The circuit court held multiple review hearings regarding petitioner’s improvement period from January of 2018 to May of 2018. As a result of evidence presented during these hearings, the circuit court found that petitioner was only partially compliant with her improvement period. However, the circuit court, hearing no objections, continued petitioner’s improvement period. In May of 2018, petitioner’s post-adjudicatory improvement period was extended for ninety-days. During this extension, the circuit court held two review hearings, and the DHHR reported that petitioner was not fully complying with services. In October of 2018, the DHHR asserted that petitioner’s improvement period expired and was unsuccessful.

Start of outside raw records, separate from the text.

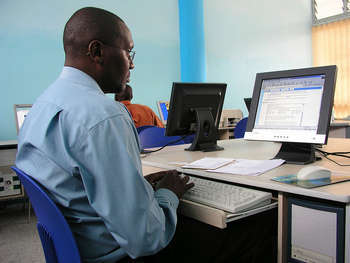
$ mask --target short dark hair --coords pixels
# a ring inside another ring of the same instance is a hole
[[[67,21],[63,32],[63,47],[66,55],[86,54],[92,40],[113,44],[122,34],[124,21],[117,15],[96,7],[84,7]]]

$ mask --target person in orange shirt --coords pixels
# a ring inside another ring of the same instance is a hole
[[[154,111],[142,104],[132,104],[132,88],[130,85],[126,85],[125,89],[121,93],[116,93],[114,99],[125,105],[130,112],[132,119],[134,120],[136,128],[145,125],[153,125],[164,128],[162,121],[154,113]]]

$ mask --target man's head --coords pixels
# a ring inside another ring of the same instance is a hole
[[[118,16],[106,10],[85,7],[68,20],[63,33],[65,66],[93,77],[105,93],[124,90],[134,68],[131,33]]]
[[[126,84],[124,91],[122,91],[120,93],[116,93],[114,95],[114,99],[116,101],[123,101],[123,100],[131,101],[132,98],[133,98],[133,96],[132,96],[132,88],[128,84]]]

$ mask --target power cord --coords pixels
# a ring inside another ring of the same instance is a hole
[[[159,149],[156,149],[156,150],[145,150],[145,149],[141,149],[141,153],[142,153],[142,154],[148,154],[148,153],[158,152],[158,151],[164,149],[165,147],[167,147],[167,146],[169,146],[169,145],[171,145],[171,144],[175,144],[175,143],[177,143],[177,142],[179,142],[179,141],[185,139],[185,138],[188,137],[188,136],[189,136],[189,135],[184,135],[184,136],[182,136],[180,139],[177,139],[177,140],[175,140],[175,141],[168,142],[167,144],[165,144],[164,146],[162,146],[162,147],[160,147]]]
[[[339,163],[331,158],[329,158],[329,155],[334,155],[334,156],[339,156],[339,157],[343,157],[343,158],[350,158],[349,155],[346,154],[350,154],[350,152],[326,152],[323,151],[321,149],[315,148],[315,151],[318,151],[324,158],[326,158],[327,160],[339,165],[339,166],[350,166],[350,164],[342,164]]]

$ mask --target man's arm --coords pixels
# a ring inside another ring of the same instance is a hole
[[[143,178],[135,136],[131,120],[115,117],[96,125],[81,145],[91,206],[131,257],[154,254],[170,242],[179,202],[166,187],[154,192]]]

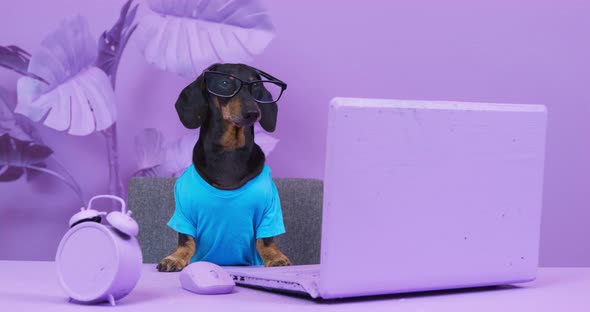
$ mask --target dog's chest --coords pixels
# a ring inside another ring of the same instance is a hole
[[[194,190],[186,201],[191,219],[198,226],[255,225],[269,202],[268,192],[257,184],[245,190],[220,191],[216,194]],[[196,195],[196,196],[195,196]]]

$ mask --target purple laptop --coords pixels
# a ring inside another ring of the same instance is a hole
[[[546,118],[541,105],[335,98],[321,264],[226,270],[325,299],[530,281]]]

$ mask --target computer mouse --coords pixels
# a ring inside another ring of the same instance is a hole
[[[189,264],[180,272],[182,288],[201,295],[217,295],[231,293],[236,283],[217,264],[198,261]]]

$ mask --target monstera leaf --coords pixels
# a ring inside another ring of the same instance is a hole
[[[257,0],[149,0],[137,29],[146,60],[194,78],[211,63],[245,63],[274,37]]]
[[[273,151],[279,139],[254,128],[256,144],[266,157]],[[157,129],[144,129],[135,137],[138,170],[134,176],[178,177],[192,163],[193,147],[199,136],[187,134],[180,139],[164,144],[164,135]]]
[[[43,78],[27,71],[30,57],[31,55],[27,51],[17,46],[0,46],[0,67],[47,83]]]
[[[94,66],[98,47],[88,23],[65,20],[34,52],[28,72],[47,83],[22,77],[16,113],[73,135],[104,130],[116,119],[115,94],[107,75]]]
[[[0,136],[0,182],[14,181],[25,172],[30,177],[45,167],[43,161],[53,151],[41,144],[22,141],[8,133]],[[32,171],[31,171],[32,170]]]
[[[96,65],[111,77],[113,88],[116,84],[117,68],[129,38],[137,28],[133,25],[138,4],[131,8],[132,0],[128,0],[121,8],[119,19],[110,30],[105,31],[98,40],[98,58]]]
[[[172,177],[180,176],[193,162],[193,147],[199,136],[185,134],[168,144],[164,150],[164,162],[160,165],[163,174]]]
[[[155,177],[164,162],[164,135],[157,129],[144,129],[135,137],[135,152],[139,170],[134,176]]]
[[[8,96],[0,88],[0,135],[8,134],[21,141],[32,141],[31,136],[18,124],[12,110],[8,107]],[[13,102],[14,103],[14,102]]]
[[[30,182],[40,173],[46,173],[72,188],[84,202],[80,186],[57,159],[54,158],[54,163],[62,167],[69,180],[47,168],[45,160],[53,157],[53,151],[43,143],[28,118],[12,113],[8,101],[14,103],[9,92],[0,87],[0,182],[15,181],[25,173]]]
[[[191,164],[194,135],[184,135],[165,145],[164,135],[154,128],[144,129],[135,137],[135,151],[139,169],[134,176],[177,177]]]
[[[45,173],[66,184],[84,204],[80,186],[75,181],[69,181],[63,175],[48,169],[45,165],[44,161],[52,153],[53,151],[46,145],[22,141],[11,137],[8,133],[0,135],[0,182],[16,181],[24,174],[30,182],[40,173]]]
[[[0,88],[0,181],[13,181],[27,173],[31,180],[39,171],[29,165],[45,168],[42,161],[52,153],[43,144],[33,125],[25,117],[17,118],[7,104],[7,92]],[[37,157],[41,155],[41,157]],[[39,159],[41,158],[41,159]]]

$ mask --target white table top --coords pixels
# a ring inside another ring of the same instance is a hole
[[[536,281],[518,286],[437,291],[335,301],[236,287],[232,294],[204,296],[180,288],[178,273],[144,264],[131,294],[99,306],[68,302],[55,263],[0,261],[0,311],[590,311],[590,268],[542,268]]]

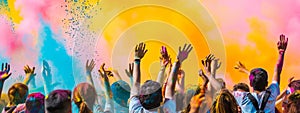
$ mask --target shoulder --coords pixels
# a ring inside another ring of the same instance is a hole
[[[25,104],[19,104],[14,109],[13,113],[24,113],[25,112]]]
[[[132,96],[129,99],[129,112],[135,113],[135,112],[139,112],[139,111],[143,111],[143,106],[140,103],[140,100],[137,96]]]
[[[234,98],[239,102],[245,99],[245,97],[247,97],[247,94],[249,94],[249,92],[233,91],[232,94]]]
[[[276,97],[280,94],[279,84],[276,81],[273,81],[267,90],[271,92],[271,95]]]
[[[163,111],[165,113],[175,113],[176,112],[176,102],[173,99],[166,99],[163,105]]]

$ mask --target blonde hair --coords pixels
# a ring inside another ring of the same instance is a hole
[[[23,83],[15,83],[8,89],[7,95],[10,105],[24,103],[28,95],[28,87]]]
[[[210,109],[211,113],[238,113],[238,104],[227,89],[222,89]]]
[[[287,113],[299,113],[300,112],[300,90],[296,90],[289,97],[287,105]]]
[[[79,113],[92,113],[96,95],[95,88],[89,83],[80,83],[75,87],[73,101],[79,108]]]

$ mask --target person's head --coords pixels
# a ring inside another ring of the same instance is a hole
[[[222,88],[226,88],[226,83],[222,78],[217,78],[216,79],[220,84],[222,84]]]
[[[250,92],[249,86],[245,83],[238,83],[233,86],[233,91]]]
[[[130,86],[123,80],[114,82],[111,86],[113,99],[116,103],[123,107],[128,107],[128,99],[130,97]]]
[[[249,75],[250,86],[256,91],[264,91],[268,86],[268,73],[262,68],[252,69]]]
[[[45,100],[46,113],[71,113],[71,91],[54,90]]]
[[[238,113],[238,104],[227,89],[222,89],[211,107],[211,113]]]
[[[294,80],[289,83],[289,93],[294,93],[296,90],[300,90],[300,80]]]
[[[8,89],[7,95],[11,105],[24,103],[28,95],[28,87],[23,83],[15,83]]]
[[[25,113],[45,113],[45,96],[42,93],[32,93],[26,98]]]
[[[89,83],[78,84],[73,91],[73,101],[79,113],[91,113],[96,100],[96,90]]]
[[[158,108],[163,101],[160,84],[147,80],[140,88],[139,99],[142,106],[147,110]]]
[[[287,113],[300,113],[300,90],[289,95]]]

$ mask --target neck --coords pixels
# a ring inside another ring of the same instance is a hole
[[[263,90],[263,91],[265,91],[265,90]],[[254,90],[253,92],[259,94],[259,93],[261,93],[261,92],[263,92],[263,91],[257,91],[257,90]]]

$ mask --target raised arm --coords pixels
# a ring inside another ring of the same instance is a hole
[[[193,96],[193,98],[191,99],[191,102],[189,104],[191,106],[190,107],[191,109],[190,109],[189,113],[198,113],[202,102],[205,100],[205,91],[206,91],[206,87],[207,87],[209,79],[203,73],[202,70],[200,70],[198,74],[204,83],[202,85],[200,85],[200,83],[198,83],[198,87],[200,87],[199,88],[200,92],[198,94],[196,94],[195,96]]]
[[[139,95],[141,83],[141,59],[147,53],[146,44],[140,43],[135,47],[134,66],[133,66],[133,85],[130,91],[130,97]]]
[[[279,58],[274,70],[274,76],[273,76],[273,81],[276,81],[278,84],[280,84],[280,74],[282,71],[283,67],[283,60],[284,60],[284,54],[286,51],[288,45],[288,38],[285,38],[285,36],[282,34],[280,35],[280,39],[277,42],[277,48],[279,52]]]
[[[174,63],[172,67],[172,71],[170,75],[168,76],[168,82],[166,86],[166,92],[165,92],[165,98],[173,99],[173,96],[175,94],[175,85],[177,81],[177,74],[178,70],[180,68],[180,65],[183,63],[184,60],[187,59],[189,53],[192,51],[193,47],[191,44],[187,45],[185,44],[183,49],[179,47],[179,52],[177,55],[177,61]]]
[[[214,65],[212,65],[212,62],[214,62]],[[205,60],[202,60],[202,65],[204,66],[205,72],[210,82],[210,85],[208,86],[208,91],[214,92],[213,90],[217,91],[222,89],[222,84],[219,83],[215,78],[216,70],[221,65],[220,63],[218,63],[218,59],[215,59],[214,55],[210,54],[206,57]],[[212,73],[214,75],[212,75]]]
[[[92,59],[91,62],[89,62],[89,60],[87,60],[85,63],[86,79],[93,86],[95,86],[95,85],[93,82],[92,71],[93,71],[95,65],[96,65],[96,63],[95,63],[94,59]]]
[[[176,92],[184,94],[185,72],[182,69],[179,69],[177,76],[178,76],[178,80],[177,80],[177,83],[176,83]]]
[[[42,77],[44,80],[45,94],[48,94],[54,89],[54,86],[52,85],[51,68],[46,60],[43,60]]]
[[[9,73],[9,71],[10,71],[10,65],[5,63],[5,66],[4,66],[4,63],[2,63],[2,68],[0,71],[0,99],[1,99],[1,95],[2,95],[2,89],[3,89],[4,82],[7,78],[9,78],[11,76],[11,73]]]
[[[246,66],[242,62],[237,62],[234,66],[234,69],[239,70],[242,73],[250,75],[250,71],[246,68]]]
[[[106,71],[105,70],[105,64],[103,63],[100,67],[100,69],[98,70],[99,72],[99,75],[100,75],[100,78],[103,79],[104,81],[104,87],[105,87],[105,109],[104,109],[104,112],[112,112],[113,113],[113,101],[112,101],[112,92],[111,92],[111,89],[110,89],[110,83],[109,83],[109,79],[108,79],[108,76],[112,76],[111,75],[111,72],[110,71]],[[100,79],[101,81],[101,79]]]
[[[165,46],[161,47],[160,54],[161,54],[161,56],[159,57],[160,71],[158,72],[156,81],[158,83],[160,83],[161,85],[163,85],[163,82],[166,78],[166,76],[165,76],[166,67],[170,63],[171,58],[170,58],[170,55],[168,54],[167,48]]]
[[[290,77],[289,80],[288,80],[288,84],[290,84],[293,80],[294,80],[295,77]],[[285,96],[287,96],[287,91],[288,91],[288,86],[277,96],[276,98],[276,101],[284,98]]]
[[[212,60],[212,62],[211,62],[211,76],[210,77],[208,77],[208,79],[210,80],[210,81],[213,81],[213,82],[211,82],[211,85],[217,90],[217,91],[219,91],[220,89],[222,89],[223,87],[225,87],[225,86],[223,86],[223,84],[221,84],[219,81],[217,81],[215,78],[216,78],[216,72],[217,72],[217,70],[221,67],[221,62],[219,61],[219,59],[214,59],[214,60]],[[216,83],[216,81],[217,81],[217,83]]]
[[[24,71],[25,71],[25,74],[26,74],[26,77],[23,81],[24,84],[28,85],[29,82],[31,80],[33,80],[33,78],[36,76],[36,73],[34,73],[34,70],[35,70],[35,67],[33,67],[31,69],[28,65],[24,66]]]
[[[129,63],[128,70],[125,69],[125,73],[129,77],[129,79],[130,79],[130,86],[131,87],[132,87],[132,84],[133,84],[133,78],[132,78],[132,75],[133,75],[133,66],[134,66],[134,63]]]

Petitioner requested a second extension of her improvement period. The circuit court scheduled an evidentiary hearing regarding the success of petitioner’s improvement period.

In January of 2019, the circuit court held a hearing and heard evidence that petitioner did not fully participate in her improvement period. Testimony established that petitioner participated in 113 random drug screenings and was positive for controlled substances, other than her prescribed buprenorphine, on four occasions. The most recent positive drug screen was in October of 2018, after the DHHR had provided petitioner with services for eleven months. Further testimony showed that petitioner missed four individualized parenting classes, but was otherwise generally compliant with the provider. In regard to supervised visitation, petitioner attended only half of the scheduled visits. Petitioner admitted that four months was her longest period of sobriety during the proceedings and acknowledged that she failed to participate in random drug screening since early December of 2018. Ultimately, the circuit court found that petitioner was not successful in her post-adjudicatory improvement period due to her partial compliance with services; however, the circuit court directed that the DHHR continue to provide petitioner services until the dispositional hearing.

The circuit court held the final dispositional hearing in February of 2019. According to the testimony presented, a multidisciplinary team (“MDT”) meeting was held in early February. During the MDT meeting, the parties expressed concern regarding petitioner’s recent lack of consistent drug screening, and, in response, petitioner agreed to submit to a drug screen every day until the final dispositional hearing. However, at the dispositional hearing, petitioner testified that she did not submit to any further drug screening following the MDT. The circuit court found that petitioner participated in only two drug screens since the hearing in January of 2019. Ultimately, the circuit court found that petitioner did not demonstrate that she was likely to fully participate in an additional improvement period and further found that it was not in the children’s best interests that she be granted an additional improvement period. Finally, the circuit court found that there

2 was no reasonable likelihood that the conditions of abuse and neglect could be substantially corrected in the near future. Accordingly, the circuit court terminated petitioner’s parental rights by its March 8, 2019, order. Petitioner now appeals that order.2

The Court has previously held:

“Although conclusions of law reached by a circuit court are subject to de novo review, when an action, such as an abuse and neglect case, is tried upon the facts without a jury, the circuit court shall make a determination based upon the evidence and shall make findings of fact and conclusions of law as to whether such child is abused or neglected. These findings shall not be set aside by a reviewing court unless clearly erroneous. A finding is clearly erroneous when, although there is evidence to support the finding, the reviewing court on the entire evidence is left with the definite and firm conviction that a mistake has been committed. However, a reviewing court may not overturn a finding simply because it would have decided the case differently, and it must affirm a finding if the circuit court’s account of the evidence is plausible in light of the record viewed in its entirety.” Syl. Pt.